Kaf Dağının Ardında Kaybolan İnsanlık
Faruk Kılınç
İnsanız… Ama bazen bu kelimenin hakkını veremiyoruz.
Kimi zaman bir sözle, kimi zaman bir bakışla kırıyoruz birbirimizi.
Kendimizi öyle yükseklerde görüyoruz ki, sanki dünya bizim etrafımızda dönüyor sanıyoruz.
Oysa her birimiz aynı toprağın misafiriyiz. Aynı nefesi alıyor, aynı gökyüzüne bakıyoruz.
Kibir, insanın en ağır yükü…
Taşıdıkça küçülüyor, küçüldükçe farkında olmadan ruhunu kaybediyor.

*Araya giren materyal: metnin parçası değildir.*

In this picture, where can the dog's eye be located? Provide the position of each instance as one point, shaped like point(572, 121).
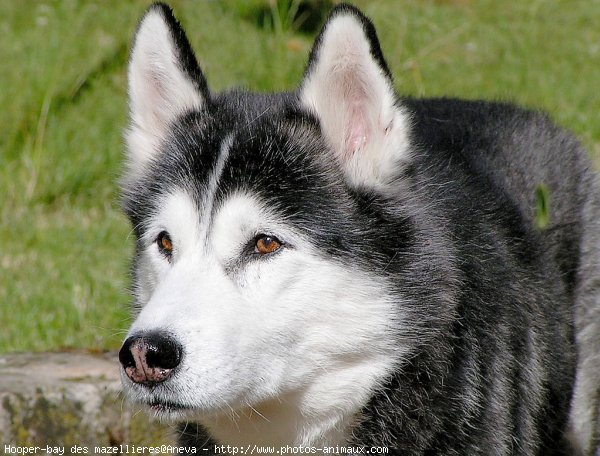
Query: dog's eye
point(266, 244)
point(165, 245)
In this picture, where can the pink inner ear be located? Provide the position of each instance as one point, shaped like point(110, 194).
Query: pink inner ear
point(357, 129)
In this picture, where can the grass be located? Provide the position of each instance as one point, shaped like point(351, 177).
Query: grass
point(64, 259)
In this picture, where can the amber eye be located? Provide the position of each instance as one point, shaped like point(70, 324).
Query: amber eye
point(267, 244)
point(165, 245)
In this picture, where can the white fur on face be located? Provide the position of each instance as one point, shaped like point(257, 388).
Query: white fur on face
point(159, 90)
point(355, 102)
point(282, 349)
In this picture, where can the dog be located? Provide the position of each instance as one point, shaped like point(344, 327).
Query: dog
point(342, 267)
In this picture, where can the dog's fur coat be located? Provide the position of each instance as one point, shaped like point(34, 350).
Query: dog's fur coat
point(413, 301)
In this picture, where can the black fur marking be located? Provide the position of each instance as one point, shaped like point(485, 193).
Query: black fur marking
point(186, 58)
point(370, 33)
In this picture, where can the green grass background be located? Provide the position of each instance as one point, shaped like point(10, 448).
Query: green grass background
point(65, 246)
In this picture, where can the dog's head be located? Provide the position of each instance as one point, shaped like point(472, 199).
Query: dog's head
point(265, 238)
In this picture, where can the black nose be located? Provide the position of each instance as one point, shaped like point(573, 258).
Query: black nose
point(149, 358)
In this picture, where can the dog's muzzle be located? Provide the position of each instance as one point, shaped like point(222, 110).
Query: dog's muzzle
point(149, 358)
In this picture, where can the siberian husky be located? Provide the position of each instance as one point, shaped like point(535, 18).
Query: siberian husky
point(342, 267)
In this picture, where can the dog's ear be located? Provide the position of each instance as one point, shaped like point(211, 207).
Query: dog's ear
point(348, 86)
point(165, 81)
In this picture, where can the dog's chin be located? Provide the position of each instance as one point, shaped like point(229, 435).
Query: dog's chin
point(168, 411)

Birini küçümsemek, aslında kendini tanımamaktır.
Çünkü insan, başkasını hor gördüğü an, kendi insanlığından eksiltir.
Bugün yargıladığın, belki yarın senden çok daha doğru bir yolda yürür.
Bugün üstünde durduğun kişi, yarın senin elinden tutar.
Hayat, unutanları hatırlatmayı iyi bilir.
O yüzden, kimseyi hafife almayın.
Küçümsemeyin, hakir görmeyin…
Zira bir gün, küçümsediğiniz o insanın duası sizi ayakta tutabilir.
Adaletli olun.
Gerçek ne kadar acı olursa olsun, ondan kaçmayın.
Çünkü adalet, sadece mahkeme salonlarında değil; vicdanlarda da kurulur.
Gerçeği söylemek bazen yalnız bırakır ama yalanla kazanılan kalabalık, sonunda insanı boğar.
Unutmayın…
Bu hayat geçici.
Bugün övündüğünüz mal, mevki, şöhret… Hepsi bir gün başkalarına kalacak.
Geride sadece “nasıl bir insandı?” cümlesi kalacak.
O cümleye herkesin vereceği cevap, aslında sizin gerçek mirasınız olacak.
Kaf Dağının zirvesinde sananlar…
Bilmezler ki, orası yalnızların durağıdır.
Mütevazı olanlar ise, kalplerin tahtında yaşar.
O yüzden, kalbinizi temiz tutun…
Kibrin gölgesine değil, insanlığın ışığına sığının.
Çünkü sonunda hepimiz aynı yere varacağız — ve orada ne unvan kalacak, ne makam…
Sadece “iyi bir insan mıydı?” sorusu yankılanacak.